Travellers and Magicians

I just saw Travellers and Magicians, which is apparently the first fiction film ever made in the Kingdom of Bhutan. I was particularly curious about the film because its director is apparently also a Buddhist monk, and the film's been promoted for its Buddhist sensibility, as was Spring, Summer, Fall, Winter . . . and Spring Again, the South Korean drama released last year. As somebody very interested in Buddhism - at least the Americanized variations taught by Pema Chodron, Jack Kornfield, Shinzen Young, and others - I was both intrigued and frustrated by both films. This film's structure is pretty standard world cinema fare. A young man in a rustic small town wants to escape to see the world - in this case, specifically to move to the US. Over the course of the film, he learns to appreciate the beauty, slow pace, and community of his life at home, and abandons his plans to emigrate. I always worry that movies like this have less to do with authentic expression than with playing to international audiences' stereotypes and vanity. The American viewer is made to feel both smug and envious. On the one hand, we think, of course our hero wants to move here - doesn't everybody? On the other hand, we wonder, "how could he possibly want to leave the stunning Bhutan countryside, the leisurely pace of life, the rich sense of belonging?"

But as with Bride and Prejudice, the movie involves a performative contradiction. While it preaches staying down on the farm, it only exists because its director discovered the bright lights of the big cities - Sidney (where it was edited), Cannes, and the rest of the stops on the international film circuit. And of course, we Americans can only enjoy the film because we lead lives cosmopolitan enough to catch films from Bhutan at the local artplex.
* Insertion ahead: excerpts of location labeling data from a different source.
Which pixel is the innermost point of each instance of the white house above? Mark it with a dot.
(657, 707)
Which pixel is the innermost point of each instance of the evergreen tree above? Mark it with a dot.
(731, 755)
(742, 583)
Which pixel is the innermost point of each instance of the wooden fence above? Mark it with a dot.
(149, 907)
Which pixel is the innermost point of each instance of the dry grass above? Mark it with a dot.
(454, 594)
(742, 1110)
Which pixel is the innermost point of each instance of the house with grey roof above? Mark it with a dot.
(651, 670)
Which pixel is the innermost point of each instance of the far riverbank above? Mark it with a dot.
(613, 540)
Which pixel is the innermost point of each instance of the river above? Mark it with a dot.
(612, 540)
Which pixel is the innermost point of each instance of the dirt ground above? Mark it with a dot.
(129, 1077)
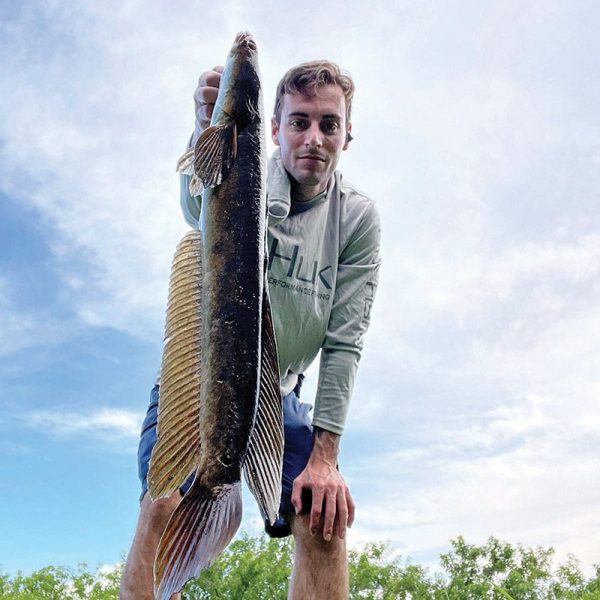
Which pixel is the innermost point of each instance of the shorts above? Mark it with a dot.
(298, 434)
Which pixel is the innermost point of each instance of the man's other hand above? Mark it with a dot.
(331, 498)
(205, 97)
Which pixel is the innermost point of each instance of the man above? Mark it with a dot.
(323, 246)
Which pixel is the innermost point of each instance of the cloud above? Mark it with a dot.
(106, 423)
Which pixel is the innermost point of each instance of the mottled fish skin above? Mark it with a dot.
(239, 419)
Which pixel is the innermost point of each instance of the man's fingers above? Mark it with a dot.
(351, 507)
(297, 497)
(210, 78)
(342, 514)
(316, 511)
(330, 509)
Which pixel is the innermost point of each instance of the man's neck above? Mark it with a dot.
(300, 193)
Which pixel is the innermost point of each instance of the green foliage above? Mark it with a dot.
(259, 569)
(59, 583)
(251, 568)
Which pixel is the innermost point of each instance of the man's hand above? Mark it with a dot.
(327, 487)
(205, 97)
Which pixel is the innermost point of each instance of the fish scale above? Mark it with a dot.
(229, 354)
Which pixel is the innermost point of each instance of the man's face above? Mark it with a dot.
(311, 134)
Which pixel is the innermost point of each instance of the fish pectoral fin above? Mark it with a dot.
(196, 186)
(175, 454)
(185, 165)
(197, 532)
(264, 460)
(215, 153)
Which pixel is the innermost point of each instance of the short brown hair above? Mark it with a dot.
(307, 78)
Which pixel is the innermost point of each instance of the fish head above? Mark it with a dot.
(240, 95)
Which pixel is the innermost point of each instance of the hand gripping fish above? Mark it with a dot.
(220, 407)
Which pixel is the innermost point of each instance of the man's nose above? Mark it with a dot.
(314, 136)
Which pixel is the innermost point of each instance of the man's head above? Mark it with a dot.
(311, 123)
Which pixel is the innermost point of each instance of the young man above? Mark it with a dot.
(323, 243)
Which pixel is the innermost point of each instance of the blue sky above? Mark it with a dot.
(476, 125)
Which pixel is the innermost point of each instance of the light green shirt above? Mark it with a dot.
(323, 270)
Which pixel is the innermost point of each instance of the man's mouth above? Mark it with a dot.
(314, 157)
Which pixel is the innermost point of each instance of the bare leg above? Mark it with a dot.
(320, 568)
(138, 577)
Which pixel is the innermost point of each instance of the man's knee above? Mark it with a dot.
(315, 543)
(154, 515)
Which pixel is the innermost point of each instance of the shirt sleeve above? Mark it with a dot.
(357, 276)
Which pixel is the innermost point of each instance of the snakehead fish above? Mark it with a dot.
(220, 408)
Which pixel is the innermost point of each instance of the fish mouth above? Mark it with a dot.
(245, 42)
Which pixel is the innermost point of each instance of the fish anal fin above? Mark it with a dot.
(198, 531)
(176, 452)
(214, 153)
(264, 459)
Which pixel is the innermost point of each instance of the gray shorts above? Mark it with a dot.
(297, 448)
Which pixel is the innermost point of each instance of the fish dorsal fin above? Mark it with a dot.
(264, 459)
(215, 153)
(175, 455)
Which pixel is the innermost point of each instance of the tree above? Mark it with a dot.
(258, 568)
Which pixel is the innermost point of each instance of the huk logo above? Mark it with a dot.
(298, 269)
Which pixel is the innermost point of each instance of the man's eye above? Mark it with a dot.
(330, 126)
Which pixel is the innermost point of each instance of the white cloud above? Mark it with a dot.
(480, 369)
(106, 422)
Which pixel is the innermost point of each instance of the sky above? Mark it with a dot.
(477, 405)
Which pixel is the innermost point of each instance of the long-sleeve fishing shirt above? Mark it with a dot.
(322, 273)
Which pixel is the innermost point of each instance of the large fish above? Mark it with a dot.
(220, 408)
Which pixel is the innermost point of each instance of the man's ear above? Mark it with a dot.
(275, 131)
(349, 137)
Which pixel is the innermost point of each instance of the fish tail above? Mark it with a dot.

If I embraced the equivalent "simple life" - living without a TV in Vermont, say - I'd never be exposed to a film like this. So can't I feel a little bad for our protagonist, who wears an "I Love NY" t-shirt, but learns to accept the limited horizons of his hometown and never see the Big Apple?

The best thing in this movie is the Buddhist monk who bonds with our hero as he hitchhikes to the capital, from whence he plans to head out for the states. The monk tells a story which becomes a film-within-the-film about another restless young man who learns the value of settling down, and that part is a little too didactic. But the monk character himself is wonderful - calm, twinkling, always generous without ever being a sap. It's the vibe I feel in people like him that makes me so impressed by Buddhism. Growing up Jewish, I always found my rabbis pompous and distant - why would I want to grow up to be like them? I've similarly never been impressed by the presence of most other religious leaders I've seen - whether TV preachers, nuns, or the pope. But Buddhists like the Dalai Lama, Pema Chodron, and this character radiate a wonderful sense of wisdom and peace. (It's not just Buddhists who can find this peace, of course - I saw Desmond Tutu on the Daily Show last year, and he just blew me away with his palpable sense of joy and compassion.) Anyway, that's what spiritual wisdom ought to look like, I think. Maybe it's easier to acheive isolated in the Himalayas than info-overloaded in the Atlanta exurbs. (The monk warns at one point, "avoid the city. It's depressing.") But maybe there is a middle ground. How about a cabin out in the country, but with a DSL line and a Netflix account?